Und noch etwas zog es an. Die Blumen. Und die konnte es riechen.
Das weiße Wesen hatte Blumen vor sich liegen, auf einem Pult, wohl zur Zierde. Wieder so ein Beweis menschlicher Dummheit. Etwas so Schmackhaftes nicht Fressen zu wollen! Wirklich!
Vorsichtig kam es näher. Seltsam, aber noch immer bemerkte es niemand. Alle Menschen konzentrierten ich vollständig auf das Wesen und seine unverständlichen Menschenworte. Es selbst war es, dass endlich das Schaf entdeckte.
Es erstarrte. Mitten im Kauen.
Es hatte die Blumen erreicht und vorsichtig vom Pult gezogen, in der Hoffnung, sie am Boden unbemerkt fressen zu können, aber nun legten sich sämtliche Augen der Menschenherde auf sein Tun.
Und auch die des Wesens.
Sie waren blau, herrlich blau, schön wie Himmel und Meer zusammen und sie strahlten eine Intelligenz aus, die das Wollschaf bei Menschen niemals erlebt hatte. Es blökte. Es fühlte sich verzaubert. Die Blumen waren vergessen.
Das Wesen hob geradezu unglaublich grazil die Hand und führte sie behutsam an die gedankenverloren wiederkäuende Schnauze des Schafes. Es war unglaublich. Die Hand war kalt, aber das Wollschaf fühlte Wärme wie noch nie, fühlte, dass das Wesen ein Ich haben musste, ganz so, wie ein Schaf. Anders als die Menschen (jedes Lamm wusste, dass Menschen kein ernst zu nehmendes Bewusstsein hatten) und doch so seltsam nah an ihnen orientiert. Nochmals blökte das Wollschaf leise. Das Wesen, der Taelon, zog die Hand weg.
Taelon. Das Schaf wusste nicht, woher es das wusste, aber sehr wohl, dass es stimmte. Mit einem Mal wurde ihm bewusst, dass es es nun endlich riechen konnte. Ganz leicht nur, eine sanfte frische, sowie ein lauer Frühlingsmorgen. Nach Herde roch es ein wenig, aber auch etwas nach Einsamkeit. Zu seltsam.
„Verzeihen Sie, Da'an”, sagte mit einem Mal die Stimme des Farmers und er packte das Schaf an einem seiner kleinen Hörner. Es blökte ärgerlich, wehrte sich aber nicht weiter. Es war viel zu fasziniert, dass es mit einem Mal verstehen könnte, was der Mensch sagte in seiner komischen Sprache.

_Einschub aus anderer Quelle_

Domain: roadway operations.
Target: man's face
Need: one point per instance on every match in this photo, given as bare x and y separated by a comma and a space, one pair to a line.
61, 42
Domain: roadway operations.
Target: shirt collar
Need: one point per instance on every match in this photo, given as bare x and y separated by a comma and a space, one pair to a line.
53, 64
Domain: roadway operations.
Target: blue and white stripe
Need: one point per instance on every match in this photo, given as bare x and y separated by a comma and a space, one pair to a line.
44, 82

‚Da'an’, der Taelon, lächelte nur sachte und sichtlich in dem Wissen, dass er allen hier überlgen war und griff nach den restlichen Blumen.

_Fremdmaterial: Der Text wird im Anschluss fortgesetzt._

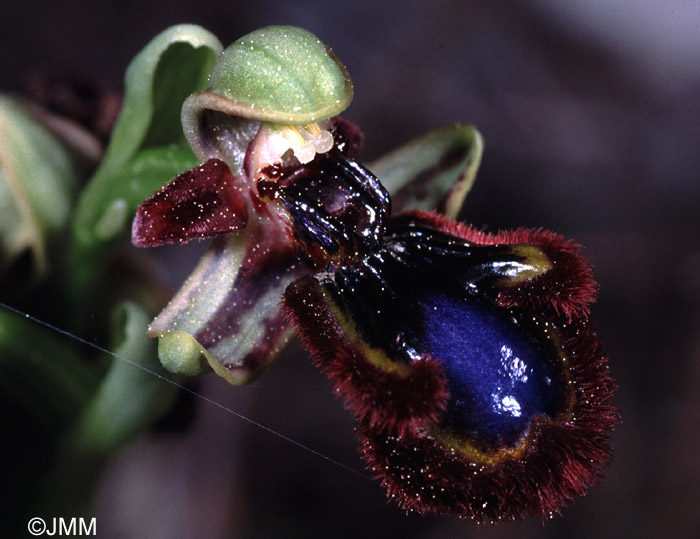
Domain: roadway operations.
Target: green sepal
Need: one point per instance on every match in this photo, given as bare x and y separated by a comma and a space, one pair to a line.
434, 171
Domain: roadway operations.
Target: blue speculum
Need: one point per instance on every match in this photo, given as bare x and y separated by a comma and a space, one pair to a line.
499, 376
427, 294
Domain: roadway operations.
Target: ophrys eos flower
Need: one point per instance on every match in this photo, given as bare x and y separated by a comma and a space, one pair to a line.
478, 387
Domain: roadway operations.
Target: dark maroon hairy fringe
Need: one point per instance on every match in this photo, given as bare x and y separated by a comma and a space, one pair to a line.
567, 290
377, 398
558, 464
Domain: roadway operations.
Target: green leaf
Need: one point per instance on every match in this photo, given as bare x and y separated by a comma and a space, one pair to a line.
133, 394
174, 64
38, 177
434, 171
41, 377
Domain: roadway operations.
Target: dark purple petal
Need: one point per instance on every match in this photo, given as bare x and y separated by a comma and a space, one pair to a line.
230, 306
200, 203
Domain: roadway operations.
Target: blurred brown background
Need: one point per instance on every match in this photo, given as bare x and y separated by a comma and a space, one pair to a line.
591, 114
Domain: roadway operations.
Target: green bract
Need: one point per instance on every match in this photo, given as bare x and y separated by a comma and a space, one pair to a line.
278, 74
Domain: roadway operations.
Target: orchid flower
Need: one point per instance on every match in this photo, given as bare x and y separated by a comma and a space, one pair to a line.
478, 386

„Für meine neue Freundin”, sagte er.
Wenig später lag das Wollschaf wieder auf der Weide und kaute unter den neidischen Blicken der anderen Schafe seine Blumen. Der kluge Taelon war wieder fortgeritten auf seinem Rieseninsekt, aber das Wollschaf würde ihn nie vergessen. ‚Freundin’ hatte er es genannt, das strotzte doch nur so von Intelligenz. Es hatte scheinbar verstanden, dass es sich besser mit Schafen abgeben sollte, als mit diesen Menschen. Wiederkäuend blickte das Schaf in den Himmel. Ob Da'an wohl einmal zurückkehren würde, auf seinem Insekt? Dann würde das Schaf ihm die schönsten Kräuter auf der Weide zeigen. Die Allerschönsten.